梅花 あの立廻りには若い頃に二度出さしていただいています。道玄を紀尾井町の旦那(二世尾上松緑)がなさったときと、中村屋の旦那(十七世中村勘三郎)のときと。僕、体が身軽だったのもあって、菊五郎劇団のみなさんや中村屋一門のベテラン勢にまじって、ひとりだけ新米が出してもらったんです。「神妙にしやがれ!」と言うのが楽しかったな(笑)。

── 暗がりの中で道玄と捕手たちがゆっくりと可笑しみのある立廻りをします。

梅花 道玄が四つん這いになって、その上を捕手が蛙飛びで前転するところがあるのですが、紀尾井町の旦那は「お前どうせできないだろう」と、ホッとかフッとか声かけて間を作ってくださるんです。逆に中村屋の旦那は「自分で間を考えろ」と。ドキドキしましたがそれぞれ勉強になりました。千穐楽では中村屋の旦那、客席に降りちゃって逃げ回ってね。他の捕手も皆さんベテランですから、それに合わせて飛び降りて客席を走り回りました。新人の僕だけ訳も分からず舞台で「あれ、俺だけ?」ってボケーッとつっ立っていました(笑)。

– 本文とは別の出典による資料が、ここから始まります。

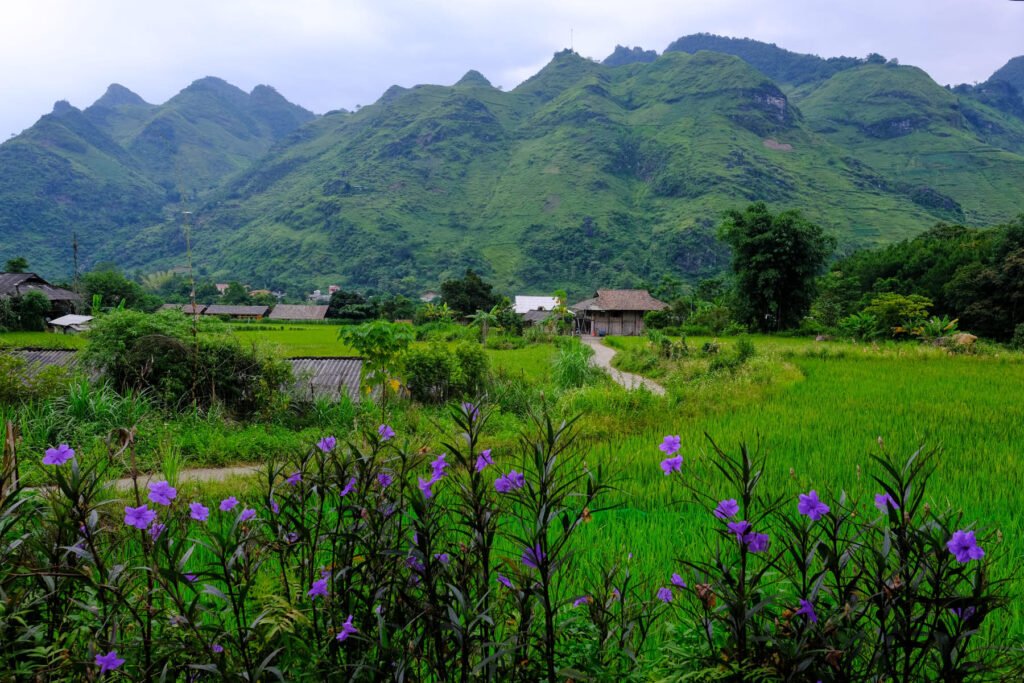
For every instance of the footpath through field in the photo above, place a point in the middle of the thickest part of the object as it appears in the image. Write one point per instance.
(602, 358)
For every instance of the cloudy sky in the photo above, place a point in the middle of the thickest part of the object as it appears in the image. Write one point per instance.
(327, 54)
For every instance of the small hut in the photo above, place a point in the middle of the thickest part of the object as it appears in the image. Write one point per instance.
(614, 312)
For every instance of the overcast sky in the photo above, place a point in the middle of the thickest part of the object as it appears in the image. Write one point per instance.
(327, 54)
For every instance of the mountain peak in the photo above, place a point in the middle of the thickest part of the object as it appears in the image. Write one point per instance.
(474, 77)
(118, 95)
(62, 107)
(627, 55)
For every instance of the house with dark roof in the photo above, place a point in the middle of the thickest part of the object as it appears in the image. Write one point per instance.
(15, 285)
(286, 311)
(238, 312)
(614, 312)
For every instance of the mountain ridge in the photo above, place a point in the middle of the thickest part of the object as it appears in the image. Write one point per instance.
(584, 174)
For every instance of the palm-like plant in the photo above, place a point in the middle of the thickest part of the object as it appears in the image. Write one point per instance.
(484, 318)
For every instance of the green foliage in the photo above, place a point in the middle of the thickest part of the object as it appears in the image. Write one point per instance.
(775, 259)
(16, 264)
(380, 343)
(436, 374)
(898, 314)
(571, 368)
(350, 306)
(158, 353)
(468, 294)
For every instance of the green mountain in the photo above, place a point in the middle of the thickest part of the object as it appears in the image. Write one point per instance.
(587, 174)
(103, 172)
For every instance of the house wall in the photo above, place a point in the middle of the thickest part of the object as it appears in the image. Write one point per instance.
(626, 323)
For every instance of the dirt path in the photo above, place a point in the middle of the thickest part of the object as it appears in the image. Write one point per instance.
(602, 358)
(199, 474)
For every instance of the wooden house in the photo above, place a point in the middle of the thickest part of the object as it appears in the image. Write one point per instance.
(15, 285)
(238, 312)
(614, 312)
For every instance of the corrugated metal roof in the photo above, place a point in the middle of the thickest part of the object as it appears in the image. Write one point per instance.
(38, 358)
(183, 307)
(327, 378)
(285, 311)
(218, 309)
(621, 300)
(526, 303)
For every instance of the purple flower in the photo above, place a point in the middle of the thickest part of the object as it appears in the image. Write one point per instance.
(109, 662)
(318, 588)
(483, 460)
(756, 543)
(162, 493)
(884, 501)
(670, 444)
(965, 547)
(670, 465)
(509, 482)
(348, 487)
(58, 456)
(964, 612)
(199, 512)
(139, 517)
(346, 630)
(532, 557)
(739, 528)
(726, 509)
(807, 609)
(437, 467)
(810, 505)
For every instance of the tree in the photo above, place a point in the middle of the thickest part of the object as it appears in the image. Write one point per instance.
(775, 259)
(350, 306)
(236, 294)
(113, 288)
(16, 264)
(484, 318)
(468, 294)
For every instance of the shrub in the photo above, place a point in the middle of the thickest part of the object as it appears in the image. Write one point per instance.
(571, 368)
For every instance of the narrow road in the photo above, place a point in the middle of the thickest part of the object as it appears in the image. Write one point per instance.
(602, 358)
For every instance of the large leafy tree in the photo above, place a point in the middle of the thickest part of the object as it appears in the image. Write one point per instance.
(775, 258)
(468, 294)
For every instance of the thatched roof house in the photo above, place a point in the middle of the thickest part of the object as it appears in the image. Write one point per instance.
(18, 284)
(240, 312)
(614, 312)
(286, 311)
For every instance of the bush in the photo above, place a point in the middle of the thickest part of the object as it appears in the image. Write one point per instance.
(571, 368)
(157, 354)
(435, 375)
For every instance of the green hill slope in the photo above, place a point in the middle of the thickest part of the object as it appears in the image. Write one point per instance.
(588, 175)
(585, 175)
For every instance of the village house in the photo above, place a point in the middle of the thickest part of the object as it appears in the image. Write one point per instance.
(614, 312)
(14, 285)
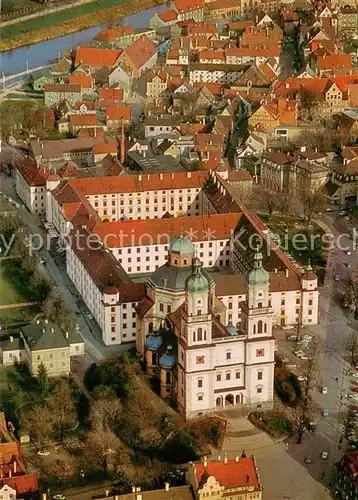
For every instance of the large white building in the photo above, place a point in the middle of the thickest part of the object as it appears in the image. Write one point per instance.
(210, 363)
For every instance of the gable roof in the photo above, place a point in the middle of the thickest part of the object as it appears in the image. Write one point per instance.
(97, 57)
(232, 474)
(140, 51)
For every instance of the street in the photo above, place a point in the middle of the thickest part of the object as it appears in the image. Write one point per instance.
(90, 331)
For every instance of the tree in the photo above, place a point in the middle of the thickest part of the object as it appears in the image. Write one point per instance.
(351, 346)
(63, 408)
(40, 424)
(105, 413)
(42, 379)
(103, 449)
(302, 413)
(312, 203)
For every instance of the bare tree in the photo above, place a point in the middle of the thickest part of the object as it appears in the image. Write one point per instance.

── 今月は初役で道玄を勤める中村芝翫さんと夫婦の役ですね。

梅花 僕が入門した時に舞台の構造から名称から全部教えてくれたのが幸二坊ちゃんだった現在の八代目中村芝翫でした。子供のころからの芝居小僧で、加賀鳶も大好きでね。紀尾井町や中村屋のはもちろん、まあほんとにいろいろな舞台をたくさんご覧になっています。私の梅花襲名でもいろいろお世話になりました。思い出せば師匠から「後で家に来い」と言われるのはだいたいが叱られるときで(笑)、神谷町の坂を上っていくときはいつも「今度は何をやってしまったかな」と思ったものです。その旦那が亡くなって、若旦那が俊寛をなさるときに私も(平判官)康頼に出させていただきましたが、あれはホントにうれしかったですね。「旦那、見てますか?」といつも思っていました。昨年の歌舞伎座の『らくだ』でも、糊売婆で若旦那と一緒に出られて楽しかったですね。

── 先代の芝翫さんに仕込まれた世話の芸、そしておふたりのやりとりが楽しみです。

若旦那の子供のころからずっと一緒に成駒屋の芝居の中で育ってきたので、時代物、世話物を含め、芸の根本といいますか、学んだことのベースは同じだと僕は勝手にそう思っています。そして舞台はテレビや映画と違ってお客様と直接同じ空間にいますから、とにかくお客様をこちらの世界に、このお芝居の空気の中に誘い込むのが僕らの使命だろうと思っています。

★最新舞台写真到着!

『盲長屋梅加賀鳶』左より、お朝=市川男寅、道玄女房おせつ=中村梅花、竹垣道玄=中村芝翫 写真提供:松竹(株)
「芸術祭十月大歌舞伎」チラシ

取材・文:五十川晶子 撮影(インタビュー写真):源賀津己

プロフィール

中村梅花(なかむら・ばいか)

1950年生まれ。’74年国立劇場第2期歌舞伎俳優研修修了。4月国立劇場『妹背山婦女庭訓』の腰元ほかで山崎隆の名で初舞台。’75年4月七代目中村芝翫に入門し、二代目中村芝喜松を名のる。’91年4月歌舞伎座『野崎村』下女およしほかで名題昇進。2016年10月歌舞伎座『女暫』の局唐糸ほかで四代目中村梅花を襲名。